Yesterday’s television commercials weren’t allowed to show married couples lying in bed together, clothed or unclothed. You saw two beds in a bedroom with a night stand in-between. Sex was considered to be unmentionable, with babies being carried through the air by stork delivery. Today television commercials show couples climbing in bed dressed in scanty array. You can view couples discussing sex, implying they’re having sex, and using sex aid products. Couples don’t even have to be married to be in television commercials advertising sex or sexual products.
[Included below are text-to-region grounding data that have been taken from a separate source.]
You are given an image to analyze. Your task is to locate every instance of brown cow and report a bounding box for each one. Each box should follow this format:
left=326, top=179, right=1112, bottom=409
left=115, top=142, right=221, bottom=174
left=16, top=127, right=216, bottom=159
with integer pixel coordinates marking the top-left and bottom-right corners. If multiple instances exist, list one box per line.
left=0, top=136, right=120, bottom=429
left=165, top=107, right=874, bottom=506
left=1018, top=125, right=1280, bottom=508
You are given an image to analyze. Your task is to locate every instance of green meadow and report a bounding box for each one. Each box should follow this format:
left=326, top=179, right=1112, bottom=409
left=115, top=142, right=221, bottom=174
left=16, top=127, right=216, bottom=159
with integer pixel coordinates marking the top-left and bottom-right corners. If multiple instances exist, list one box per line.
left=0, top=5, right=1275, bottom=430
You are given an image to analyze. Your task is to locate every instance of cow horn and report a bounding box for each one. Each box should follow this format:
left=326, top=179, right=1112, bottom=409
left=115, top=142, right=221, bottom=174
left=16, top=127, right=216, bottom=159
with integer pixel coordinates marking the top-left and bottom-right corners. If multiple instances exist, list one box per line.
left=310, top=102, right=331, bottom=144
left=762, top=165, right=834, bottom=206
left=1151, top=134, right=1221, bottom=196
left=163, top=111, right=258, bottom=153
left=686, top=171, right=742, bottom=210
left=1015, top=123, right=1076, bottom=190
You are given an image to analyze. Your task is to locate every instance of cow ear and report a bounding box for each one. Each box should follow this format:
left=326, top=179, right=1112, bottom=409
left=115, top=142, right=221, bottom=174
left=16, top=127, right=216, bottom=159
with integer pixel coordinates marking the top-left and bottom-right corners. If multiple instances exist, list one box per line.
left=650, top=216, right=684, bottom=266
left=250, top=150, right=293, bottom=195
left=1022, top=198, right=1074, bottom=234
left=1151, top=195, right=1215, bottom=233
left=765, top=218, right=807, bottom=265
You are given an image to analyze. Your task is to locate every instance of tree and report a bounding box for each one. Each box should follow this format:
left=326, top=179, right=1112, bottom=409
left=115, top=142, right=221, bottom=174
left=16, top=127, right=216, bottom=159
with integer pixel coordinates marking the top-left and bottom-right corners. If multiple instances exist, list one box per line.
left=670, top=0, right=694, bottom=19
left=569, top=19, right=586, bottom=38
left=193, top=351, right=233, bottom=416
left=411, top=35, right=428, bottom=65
Yesterday’s television commercials promoted cigarette smoking. Marlboro, Camel, Lucky Strike, Winston, and other cigarette commercials had their own snappy advertisements and jingles with masculine men. First men were only seen smoking, and then it became sexy for women to be shown smoking. Today cigarette commercials are banned from television, except to advertise the dangers and risks of smoking.
Yesterday’s television commercials only had a few African-American characters advertising products. I remember Uncle Ben advertising rice, and Aunt Jemima advertising her syrup. African-American characters were based on old slavery images, never used to promote any form of sexuality or romance, only seen as maids or butlers. Today African-American characters are evident in a wide variety of television commercials, and can be seen as romantic couples. Even interracial couples are used today to advertise products, as romantic couples.
Television commercials today have advanced to the point of being award winning movies with marvelous special effects. The Super bowl game is watched for the game, but just as much for the commercials. There are prime time television specials which feature the best of the world’s commercials. Still I miss yesterday’s jingles.